Fox has a book called Reading Magic that talks all about the impact reading aloud to children has on their emotional and intellectual development.

Read it yourself and you’ll realise why I risked sounding like a crazy person reading to my newborn in the middle of the night in the maternity ward.

My daughter is now three-and-a-half and loves books.

We’ve moved on from picture books to easy readers designed for primary school-aged children (truth be told, I think she likes the lengthier stories because they prolong bedtime).

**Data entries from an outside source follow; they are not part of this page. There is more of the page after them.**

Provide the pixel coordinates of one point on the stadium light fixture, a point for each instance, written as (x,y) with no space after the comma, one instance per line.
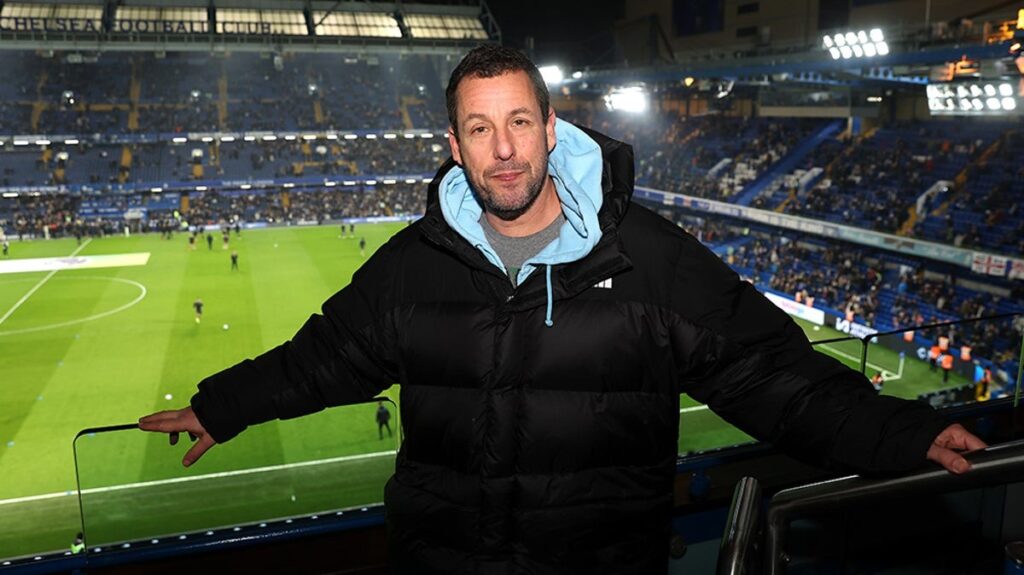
(631,99)
(552,75)
(972,98)
(857,44)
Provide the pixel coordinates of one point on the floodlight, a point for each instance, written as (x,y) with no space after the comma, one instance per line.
(632,99)
(551,74)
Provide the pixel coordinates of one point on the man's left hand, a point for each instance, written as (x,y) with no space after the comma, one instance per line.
(948,445)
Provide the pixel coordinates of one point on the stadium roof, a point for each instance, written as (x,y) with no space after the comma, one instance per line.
(279,26)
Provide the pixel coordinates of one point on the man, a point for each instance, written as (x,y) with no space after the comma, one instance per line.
(383,419)
(542,327)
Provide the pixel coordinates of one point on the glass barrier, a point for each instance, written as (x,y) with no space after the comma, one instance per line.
(132,485)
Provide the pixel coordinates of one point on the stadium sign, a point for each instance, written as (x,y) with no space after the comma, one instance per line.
(797,309)
(50,25)
(19,24)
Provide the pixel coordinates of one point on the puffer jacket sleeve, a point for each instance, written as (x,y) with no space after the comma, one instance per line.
(753,365)
(346,354)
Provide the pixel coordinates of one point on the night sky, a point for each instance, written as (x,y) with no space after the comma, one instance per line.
(571,34)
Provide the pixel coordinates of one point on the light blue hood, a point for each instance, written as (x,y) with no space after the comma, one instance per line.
(576,167)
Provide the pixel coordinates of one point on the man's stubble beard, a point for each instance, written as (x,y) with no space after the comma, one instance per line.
(509,213)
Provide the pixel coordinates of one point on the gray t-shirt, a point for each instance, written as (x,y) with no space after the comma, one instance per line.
(515,251)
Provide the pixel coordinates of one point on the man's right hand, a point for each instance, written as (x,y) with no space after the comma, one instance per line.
(175,422)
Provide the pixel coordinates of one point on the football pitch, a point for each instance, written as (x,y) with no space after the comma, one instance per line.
(84,347)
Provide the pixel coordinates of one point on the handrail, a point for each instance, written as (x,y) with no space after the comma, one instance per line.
(993,466)
(739,541)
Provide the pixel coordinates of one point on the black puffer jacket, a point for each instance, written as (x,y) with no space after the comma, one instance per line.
(531,449)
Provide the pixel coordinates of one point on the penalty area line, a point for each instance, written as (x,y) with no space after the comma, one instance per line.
(199,477)
(26,297)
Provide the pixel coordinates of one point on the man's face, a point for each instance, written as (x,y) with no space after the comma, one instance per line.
(503,141)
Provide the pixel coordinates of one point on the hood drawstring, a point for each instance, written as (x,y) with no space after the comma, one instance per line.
(547,318)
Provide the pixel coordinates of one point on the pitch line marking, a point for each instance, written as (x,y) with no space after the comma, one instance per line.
(889,376)
(40,284)
(100,315)
(200,477)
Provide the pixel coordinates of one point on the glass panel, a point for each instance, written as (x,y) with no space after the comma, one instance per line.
(133,486)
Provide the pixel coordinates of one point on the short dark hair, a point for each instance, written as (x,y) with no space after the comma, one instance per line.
(489,60)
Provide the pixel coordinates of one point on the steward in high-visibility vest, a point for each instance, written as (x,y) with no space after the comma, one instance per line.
(947,365)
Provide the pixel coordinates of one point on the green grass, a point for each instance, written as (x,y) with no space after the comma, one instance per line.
(116,367)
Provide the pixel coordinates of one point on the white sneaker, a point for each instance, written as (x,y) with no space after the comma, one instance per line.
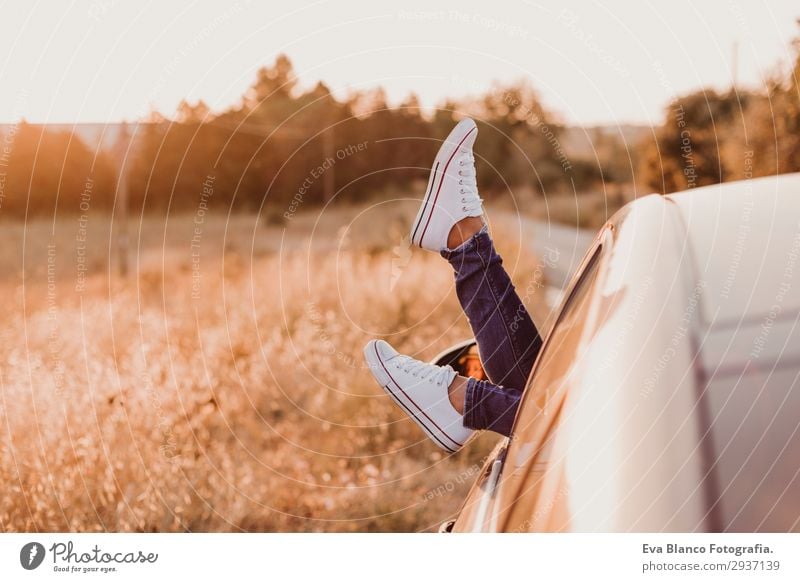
(420,389)
(452,192)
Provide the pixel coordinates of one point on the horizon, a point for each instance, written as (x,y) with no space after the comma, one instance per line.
(113,62)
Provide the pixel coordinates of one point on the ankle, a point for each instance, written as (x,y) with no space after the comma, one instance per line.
(463,230)
(457,393)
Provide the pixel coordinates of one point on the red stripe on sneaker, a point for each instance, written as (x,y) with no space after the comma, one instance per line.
(425,202)
(444,172)
(377,354)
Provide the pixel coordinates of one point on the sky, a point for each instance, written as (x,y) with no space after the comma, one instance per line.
(593,63)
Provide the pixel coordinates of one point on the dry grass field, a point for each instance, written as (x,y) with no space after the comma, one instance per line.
(220,386)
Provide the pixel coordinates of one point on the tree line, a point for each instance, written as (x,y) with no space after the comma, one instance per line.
(281,148)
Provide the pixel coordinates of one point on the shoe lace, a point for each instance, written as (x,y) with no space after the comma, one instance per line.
(468,182)
(434,374)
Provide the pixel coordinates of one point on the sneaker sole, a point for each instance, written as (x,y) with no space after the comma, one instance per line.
(440,157)
(404,401)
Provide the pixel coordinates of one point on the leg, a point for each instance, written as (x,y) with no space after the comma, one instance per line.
(507,338)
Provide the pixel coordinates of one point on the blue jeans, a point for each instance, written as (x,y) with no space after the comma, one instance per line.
(508,341)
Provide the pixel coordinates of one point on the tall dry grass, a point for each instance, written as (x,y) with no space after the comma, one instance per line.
(241,402)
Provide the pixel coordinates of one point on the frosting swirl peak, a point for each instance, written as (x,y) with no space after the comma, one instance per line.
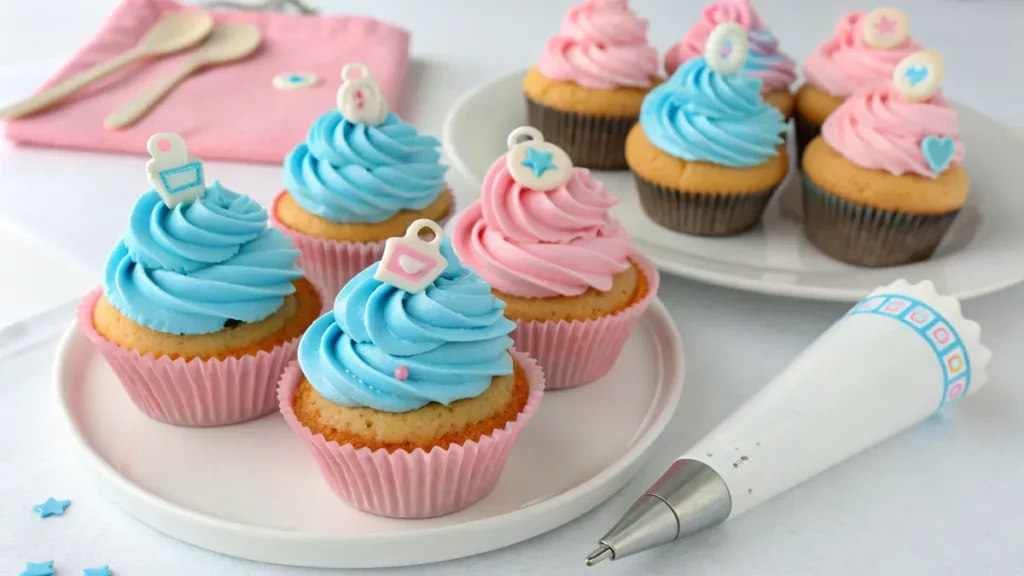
(540,244)
(351,172)
(846,63)
(876,128)
(702,116)
(765,62)
(602,45)
(453,338)
(190,269)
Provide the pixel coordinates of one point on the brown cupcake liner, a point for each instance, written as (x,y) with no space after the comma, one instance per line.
(868,237)
(805,131)
(592,141)
(702,214)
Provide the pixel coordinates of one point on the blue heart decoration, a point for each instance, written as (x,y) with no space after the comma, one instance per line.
(915,74)
(938,152)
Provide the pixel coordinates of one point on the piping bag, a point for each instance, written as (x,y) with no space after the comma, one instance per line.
(893,360)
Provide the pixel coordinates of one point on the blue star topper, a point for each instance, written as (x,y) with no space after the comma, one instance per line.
(915,74)
(43,569)
(51,507)
(539,161)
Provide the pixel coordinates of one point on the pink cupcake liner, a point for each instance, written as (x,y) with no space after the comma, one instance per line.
(414,484)
(194,393)
(329,264)
(578,353)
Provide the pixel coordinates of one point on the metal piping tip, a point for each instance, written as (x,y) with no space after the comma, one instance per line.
(601,553)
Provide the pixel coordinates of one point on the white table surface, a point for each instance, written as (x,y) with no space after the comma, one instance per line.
(941,499)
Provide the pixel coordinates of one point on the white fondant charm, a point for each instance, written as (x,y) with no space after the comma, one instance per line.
(294,80)
(727,47)
(886,28)
(537,164)
(359,98)
(176,176)
(410,262)
(919,76)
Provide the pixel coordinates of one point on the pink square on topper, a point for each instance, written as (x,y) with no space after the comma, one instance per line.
(229,112)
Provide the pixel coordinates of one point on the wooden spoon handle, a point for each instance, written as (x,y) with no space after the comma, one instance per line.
(136,108)
(55,93)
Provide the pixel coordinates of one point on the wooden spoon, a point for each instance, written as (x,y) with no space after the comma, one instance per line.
(171,33)
(227,43)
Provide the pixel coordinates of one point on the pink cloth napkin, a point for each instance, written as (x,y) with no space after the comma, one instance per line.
(229,112)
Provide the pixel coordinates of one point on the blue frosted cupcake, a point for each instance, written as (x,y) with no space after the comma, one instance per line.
(202,304)
(709,152)
(361,176)
(409,393)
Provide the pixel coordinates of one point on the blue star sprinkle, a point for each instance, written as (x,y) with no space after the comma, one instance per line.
(539,161)
(44,569)
(51,507)
(915,74)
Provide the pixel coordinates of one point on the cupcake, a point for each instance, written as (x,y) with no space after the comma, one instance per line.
(863,51)
(586,90)
(361,176)
(709,153)
(884,180)
(542,236)
(775,70)
(202,304)
(409,394)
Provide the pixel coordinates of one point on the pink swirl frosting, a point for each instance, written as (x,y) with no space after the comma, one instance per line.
(845,63)
(602,45)
(542,244)
(775,70)
(876,128)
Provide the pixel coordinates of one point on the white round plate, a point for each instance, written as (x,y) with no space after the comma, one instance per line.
(253,490)
(981,253)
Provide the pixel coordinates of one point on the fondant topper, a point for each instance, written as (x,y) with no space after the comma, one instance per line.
(410,262)
(727,47)
(359,98)
(295,80)
(535,163)
(176,176)
(886,28)
(919,76)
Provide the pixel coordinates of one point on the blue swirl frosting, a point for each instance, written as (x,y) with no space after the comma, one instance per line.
(453,337)
(702,116)
(348,172)
(192,269)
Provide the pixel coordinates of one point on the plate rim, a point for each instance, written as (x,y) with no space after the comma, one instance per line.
(158,512)
(818,293)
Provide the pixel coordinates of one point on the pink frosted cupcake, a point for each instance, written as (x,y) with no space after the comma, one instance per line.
(775,70)
(542,236)
(885,180)
(361,176)
(864,50)
(202,304)
(408,393)
(586,90)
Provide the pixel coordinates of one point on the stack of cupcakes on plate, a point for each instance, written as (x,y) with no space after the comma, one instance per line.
(586,90)
(863,51)
(361,176)
(202,304)
(884,181)
(776,71)
(542,236)
(409,394)
(709,151)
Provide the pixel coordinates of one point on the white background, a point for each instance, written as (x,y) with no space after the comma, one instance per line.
(942,499)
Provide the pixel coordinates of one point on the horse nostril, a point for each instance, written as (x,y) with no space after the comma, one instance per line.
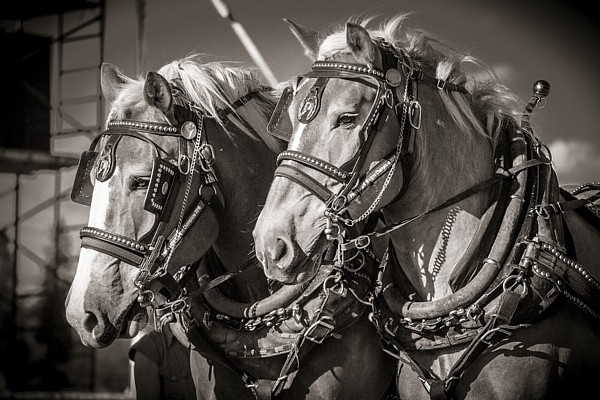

It’s not so much about education for us (although that’s a fortunate side effect). It’s about bonding.

In an era where screens suck so much of our attention, reading a ‘real’ book is an activity that forces you to cuddle, talk and connect.

My greatest joy now comes from seeing my daughter reading to her 10-month-old brother.

And I can hardly wait for the day my children will be reading novels written by their own mother.

A few months ago I was asked to write this piece for a local newspaper but it never ran, so I thought I’d publish it here so it wasn’t wasted.